Ahora lo que sigue es algo difuso, difícil de distinguir. Pero es la parte de mi sueño más rica en sensaciones. Ella se ha salido de la tele; el cirio lo ha sacado lentamente, acostada frente a mí, lu-bri-ca-dí-si-mo. Se para y coloca en una base para cirios el mismo. Ella desnuda, ella sonriente, ella en puntitas saca un cerillo de una cajita de cotonetes que colgaba de un hilo, ¿ahí estuvo siempre?, me distraigo, y lo raspa en una nalga, el fósforo prende, la llama se ondula en cámara lenta y no es ni roja, ni naranja ni amarillita con azul, sino que es en blanco y negro, como la pantalla de la tele que ahora es una pantalla de cine en la pared, como la de Somoza en su novelita. Y en esta se proyecta a Linda Lovelace en acción, con su tan querida por miles, Deep Troath. Y yo con la picha bien en alta. Así que ella se monta sobre mí. Lentamente recorre sus labios vaginales alrededor del grosor de mi pene, apretando mis venas, succionando muy rico. Sube y baja lento, apretando. Mientras Lovelace se atraganta de semen, ella galopa a todo lo que da, subiendo y bajando el capuchón que me quedó por no tener la circunsición, apretando más en la parte del glande, que se hincha, que se acalambra y que explota lechoso y disparando esperma fosforescente que puedo ver entrar en su cuerpo, recorriendo su vientre. Lo veo porque ahora su piel es transparente y veo sus órganos. Su corazón que no late, manchado por mis lechazos. Quiero sonreírme con ella pero al buscar su rostro no encuentro indicio alguno de que ahí hay una cara.
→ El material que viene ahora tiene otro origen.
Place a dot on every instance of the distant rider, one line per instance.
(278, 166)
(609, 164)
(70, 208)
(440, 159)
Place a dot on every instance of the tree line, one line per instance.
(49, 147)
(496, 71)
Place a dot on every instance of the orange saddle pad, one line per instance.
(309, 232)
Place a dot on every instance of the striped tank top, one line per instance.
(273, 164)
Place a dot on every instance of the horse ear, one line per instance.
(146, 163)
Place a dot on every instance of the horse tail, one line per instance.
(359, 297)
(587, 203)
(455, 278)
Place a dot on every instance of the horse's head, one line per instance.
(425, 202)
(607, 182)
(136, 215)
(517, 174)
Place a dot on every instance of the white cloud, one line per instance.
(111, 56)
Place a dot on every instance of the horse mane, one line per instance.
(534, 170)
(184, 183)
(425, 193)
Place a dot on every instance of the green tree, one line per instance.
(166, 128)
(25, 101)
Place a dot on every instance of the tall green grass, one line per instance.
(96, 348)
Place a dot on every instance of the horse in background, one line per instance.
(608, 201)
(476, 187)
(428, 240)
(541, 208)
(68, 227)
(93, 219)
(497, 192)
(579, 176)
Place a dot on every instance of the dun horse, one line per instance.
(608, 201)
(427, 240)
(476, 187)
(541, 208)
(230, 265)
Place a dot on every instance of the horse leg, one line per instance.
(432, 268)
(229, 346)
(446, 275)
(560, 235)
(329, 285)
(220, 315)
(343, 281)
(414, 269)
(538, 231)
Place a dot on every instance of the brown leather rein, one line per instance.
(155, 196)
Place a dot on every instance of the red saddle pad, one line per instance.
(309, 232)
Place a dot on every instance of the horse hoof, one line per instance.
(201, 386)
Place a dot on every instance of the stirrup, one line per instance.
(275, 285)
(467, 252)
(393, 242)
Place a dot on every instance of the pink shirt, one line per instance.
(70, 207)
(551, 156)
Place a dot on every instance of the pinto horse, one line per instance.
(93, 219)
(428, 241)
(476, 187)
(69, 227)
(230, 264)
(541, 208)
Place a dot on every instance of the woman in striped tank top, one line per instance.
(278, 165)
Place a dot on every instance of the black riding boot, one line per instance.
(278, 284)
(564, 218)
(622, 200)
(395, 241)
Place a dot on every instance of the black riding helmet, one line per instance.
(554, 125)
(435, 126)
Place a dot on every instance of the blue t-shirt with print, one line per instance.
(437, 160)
Donde debería haber ojos, boca, nariz, sólo hay piel lisa, sin poros siquiera: un rostro plano. Entonces ella menstrua, más bien se le viene una hemorragia torrencial y luego se caga encima de mí y se orina mientras ríe, se baja de mi cuerpo, se saca de mí, hace una reverencia a un público que no veo pero que aplaude frenético y dice: ¡Esto ha sido un performance! Y yo despierto, ahora sí, en mi cama, con los gritos foráneos, en la calle, de un vendedor de frutas, de naranjas a 30 el 100 y de plátano macho marchanta y evidentemente, como es de esperarse, todo manchado por otro pinche sueño húmedo medio mafufo.